For me, data can not be locked down. Over the past year or two, I have been building a database of high school / college football recruits and digging through the data in search of interesting stories.  With the completion of the 2019 football season and the 2020 NFL draft, it is time to start sharing these stories with all of you. 

The first topic in my study focuses on the topic of "stars" and will lay the ground work for what is to come. During the summer, as college football teams gain commitments, fanatics will obsess over how many "stars" a player has next to his name and how this star rating will impact the "ranking" of that team's next class of football players.  While it makes for interesting water-cooler (now Zoom?) discussions, there is very little information or analysis of what these different numbers of "stars" really mean.  How much better is a five-star compared to a four-star?  What do team rankings mean? Can this all be quantified in a way that actually makes sense? Naturally, there are several recruiting services and websites out there that try to answer these questions.

The first service of note is 247, which claims to have a "consensus" ranking of high players by combining the rankings of several other services.  Most journalists will use the 247 star rating as a default. In the case of 247, they assign "points" to each player out to at least four decimal points, with the "consensus" number one player in the country getting 1.000 "points."  As for stars, there is usually a roughly fixed number of players in each star category, from two-stars up to five-stars.  As for team rankings, they use a complicated formula involving a Gaussian distribution which looks pretty, but which doesn't seem to have a lot of actual logic behind it (no offense...)  

My preference is to use the rankings and rating developed by Rivals.  I have been a member of that community for many years and it is the system that I am most familiar with.  Rivals also uses a star system (two to five) and breaks each category into subgroups with a numerical "rating" that spans a range from 4.9 to 6.1 (although ratings below 5.2 seem to have been phased out over the past few years).  Rivals also uses a complex formula to rank teams, based on the numerical ratings and bonus points for players in the Top 250.  

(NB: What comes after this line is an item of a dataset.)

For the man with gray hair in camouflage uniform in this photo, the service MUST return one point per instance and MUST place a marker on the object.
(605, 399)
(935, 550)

Both systems (and other systems that I have seen) both essentially try to do the same thing.  They rank players and place them into bins with some attempt to numerical quantify their level of skill in order to project how successful that player will be in college and eventually (perhaps) in the pros. My concern with both systems is that they present something that appears quantitative, but which is actually still just qualitative. 

For example, what does it tell us that MSU tight end Matt Dotson had a score of 0.8985 coming out of high school on 247 while Cody White had a score of 0.8847?  Does this mean Dotson is 1.56% better of a player?  On Rivals, Dotson was a 5.9-rated player (mid four-star) while Cody White was a 5.7-rated player (high three-star).  Does this suggests that Dotson is/was actually 3.5% better?  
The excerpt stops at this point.